Keyword filtering for SQLi is not a good technique. There are too many ways to bypass it.

Crazy things like sel/**/ect might work, for instance. Or playing games with substr(). And then there's EXEC('SEL' + 'ECT 1').

There are many guides on how to bypass common filtering techniques.

But then you might ask if there is a superset of things to filter for (like select and /**/ and substr and EXEC), but then the list gets very, very long, and you still might not get a comprehensive list.

The better approach is to understand the range of acceptable inputs and protect those or to make it ineffective to use SQLi through proper design.


NO

Since every SQL injection is (by definition) valid SQL and since SQL is a context-free language (source), there is (again, by definition) no regex capable of matching an SQL injection, and trying to do so would probably give result similar to this.
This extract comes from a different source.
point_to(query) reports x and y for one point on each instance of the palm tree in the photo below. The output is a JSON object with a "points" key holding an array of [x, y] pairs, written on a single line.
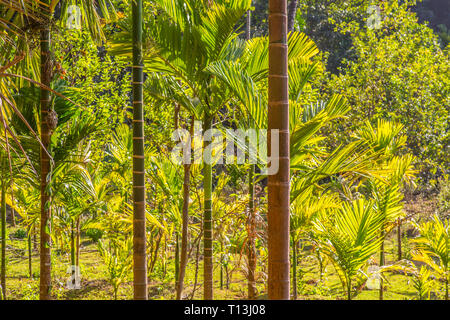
{"points": [[139, 230], [45, 251], [186, 37], [349, 238], [278, 183], [26, 14], [433, 248]]}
As said by pretty much every comment, use the right tool for the job. In this case it's a prepared statement.


Technically, this is completely possible (though doing so also renders the database useless):

  • .+ Will indeed detect any possible SQLi.

However, it will also detect any attempt to do normal queries(or any text at all), rendering the database completely useless.

You could equally say that turning the database off protects from SQLi. It's true, but it also renders the database useless for it's intended purpose.

Use prepared statements or parameterized queries. They exist to solve this issue.